Many of the AARs that we examined also lacked specific examples to support the individual authors’ statements about what went wrong and lacked root cause analysis of the response challenges experienced. Further, the frequent lack of use of a consistent structure in AARs makes identification of specific problems and root causes extremely challenging and time consuming when trying to aggregate lessons learned. Overall, we believe that providing both more detailed examples of response challenges, as well as greater use of root cause analysis methodology within the AARs could help broaden others’ ability to understand the problems documented in an AAR and improve their ability to apply the lessons learned to their own entity and system. Further, we believe that improved use of a consistent structure for all AARs entered in the system would facilitate faster and simpler use of structured approaches to identify the problems in the response that may be common to multiple responders and therefore need urgent attention by all. At present, individual state and local health departments, as well as healthcare providers, commonly produce AARs of widely ranging structure and quality following emergency and disaster events. This is likely due to a number of internal factors, including differences among entities in expertise in event evaluation, limited personnel availability, competing priorities, political concerns, and others. It is also likely due, to external factors as well, such as the competing and conflicting federal capabilities lists, cumbersome current AAR guidance and structures, and concerns about the use of AAR data at the state and federal levels for accountability purposes.

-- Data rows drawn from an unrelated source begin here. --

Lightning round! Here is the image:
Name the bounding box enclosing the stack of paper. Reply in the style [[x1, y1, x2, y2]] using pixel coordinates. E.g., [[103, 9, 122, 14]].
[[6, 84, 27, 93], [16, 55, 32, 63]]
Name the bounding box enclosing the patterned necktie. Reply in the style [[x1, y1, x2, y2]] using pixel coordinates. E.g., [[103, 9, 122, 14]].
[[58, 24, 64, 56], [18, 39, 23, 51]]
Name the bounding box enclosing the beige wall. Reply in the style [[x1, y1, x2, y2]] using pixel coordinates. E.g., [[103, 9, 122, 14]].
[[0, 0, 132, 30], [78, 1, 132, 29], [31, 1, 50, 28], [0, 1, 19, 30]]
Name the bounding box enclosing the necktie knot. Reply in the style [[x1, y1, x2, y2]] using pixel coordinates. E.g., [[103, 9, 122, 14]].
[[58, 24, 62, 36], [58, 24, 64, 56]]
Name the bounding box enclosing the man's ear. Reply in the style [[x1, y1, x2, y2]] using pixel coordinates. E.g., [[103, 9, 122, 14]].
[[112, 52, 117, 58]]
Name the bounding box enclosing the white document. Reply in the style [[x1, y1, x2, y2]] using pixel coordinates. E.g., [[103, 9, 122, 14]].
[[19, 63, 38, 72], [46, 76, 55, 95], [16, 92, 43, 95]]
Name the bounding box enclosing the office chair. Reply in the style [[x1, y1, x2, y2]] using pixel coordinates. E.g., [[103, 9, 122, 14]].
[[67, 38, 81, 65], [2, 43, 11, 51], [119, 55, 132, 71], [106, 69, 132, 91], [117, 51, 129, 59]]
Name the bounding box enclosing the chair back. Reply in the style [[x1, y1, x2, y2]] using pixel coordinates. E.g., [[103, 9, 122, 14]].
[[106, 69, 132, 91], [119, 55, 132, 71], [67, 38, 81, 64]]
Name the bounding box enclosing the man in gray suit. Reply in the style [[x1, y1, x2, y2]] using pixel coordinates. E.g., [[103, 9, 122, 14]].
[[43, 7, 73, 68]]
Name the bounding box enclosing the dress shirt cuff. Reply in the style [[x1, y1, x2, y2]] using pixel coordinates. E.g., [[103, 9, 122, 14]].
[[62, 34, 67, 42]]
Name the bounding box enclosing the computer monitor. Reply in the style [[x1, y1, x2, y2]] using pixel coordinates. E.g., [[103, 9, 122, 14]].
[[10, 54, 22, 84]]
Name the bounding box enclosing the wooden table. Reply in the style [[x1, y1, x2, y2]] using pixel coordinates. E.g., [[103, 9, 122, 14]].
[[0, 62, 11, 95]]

We believe there are possible actions that might improve the overall quality of AARs that may lead to higher value data being reported and improved identification of systematic response challenges. First, the federal government might make available examples of “best practice” of AARs that could guide authors who are attempting to improve their documents. Second, national AAR repositories could be indexed and be searchable by public health and health care emergency preparedness capabilities to facilitate the identification of common response challenges and add value and meaning in the use of the capability-based approach when drafting AARs. Third, the government could consider building financial incentives that encourage meeting certain quality criteria in the production of AARs, such as use of the capabilities frameworks, performing root cause analysis, and providing concrete examples, though we acknowledge that, in the current fiscal environment this might be difficult, and the magnitude of the incentive would likely not be substantial enough to motivate change. Nonetheless, successfully encouraging local and state practitioners to improve the overall quality of the AARs produced and submitted to central repositories, will have greater potential for learning not just for the individual entities crafting the AARs, but for the health and public health sector as a whole.